Na perspetiva do especialista, a abertura do mercado representa uma oportunidade para dinamizar o setor da aviação na região, aumentando a oferta de ligações e promovendo uma maior competitividade entre operadores, além de que o principal impacto positivo será sentido pelos passageiros.

“Quanto mais empresas disputam um mercado, maior tende a ser a oferta de voos e mais competitivos ficam os preços.
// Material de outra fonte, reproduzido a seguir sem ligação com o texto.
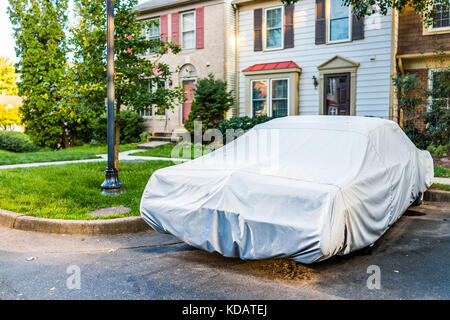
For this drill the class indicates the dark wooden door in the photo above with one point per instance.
(337, 94)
Para o passageiro, esse costuma ser o principal benefício de uma abertura como essa”, declarou.

Apesar desse potencial, Luiz Moura realça que o processo deverá ser conduzido com prudência, tendo em conta as profundas diferenças económicas existentes entre os países do Mercosul.

Segundo explica, empresas sediadas em mercados mais robustos poderão dispor de maior capacidade financeira, melhores condições de investimento e maior margem para praticar tarifas reduzidas durante mais tempo, colocando pressão adicional sobre as companhias nacionais de economias menos desenvolvidas.

“Uma companhia que atua em um mercado economicamente mais forte pode ter mais recursos para sustentar uma operação noutro país. Isso pode criar uma competição desigual com empresas locais, que operam em uma realidade completamente diferente”, alertou.

O especialista recorda também que modelos semelhantes já existem noutras regiões, sobretudo na União Europeia, onde várias companhias operam voos domésticos em diferentes Estados-membros. Ainda assim, considera que a realidade europeia não pode ser transposta automaticamente para a América do Sul.

“Na Europa, os países têm níveis de desenvolvimento mais próximos e, em grande parte do bloco, compartilham a mesma moeda. No Mercosul, convivemos com economias muito diferentes, moedas distintas e realidades financeiras bastante desiguais. Isso pode produzir efeitos diferentes dos observados no mercado europeu”, vincou.

Neste contexto, Luiz Moura considera determinante o trabalho do grupo técnico previsto no memorando de cooperação, responsável por definir as regras que irão enquadrar a abertura do mercado regional.

Na sua opinião, o sucesso da medida dependerá da criação de mecanismos capazes de proteger a competitividade das companhias nacionais sem impedir os benefícios esperados para os consumidores.

“A abertura tende a ser positiva para quem viaja, desde que exista um ambiente regulatório capaz de equilibrar a competição entre empresas que partem de condições econômicas muito diferentes”, concluiu.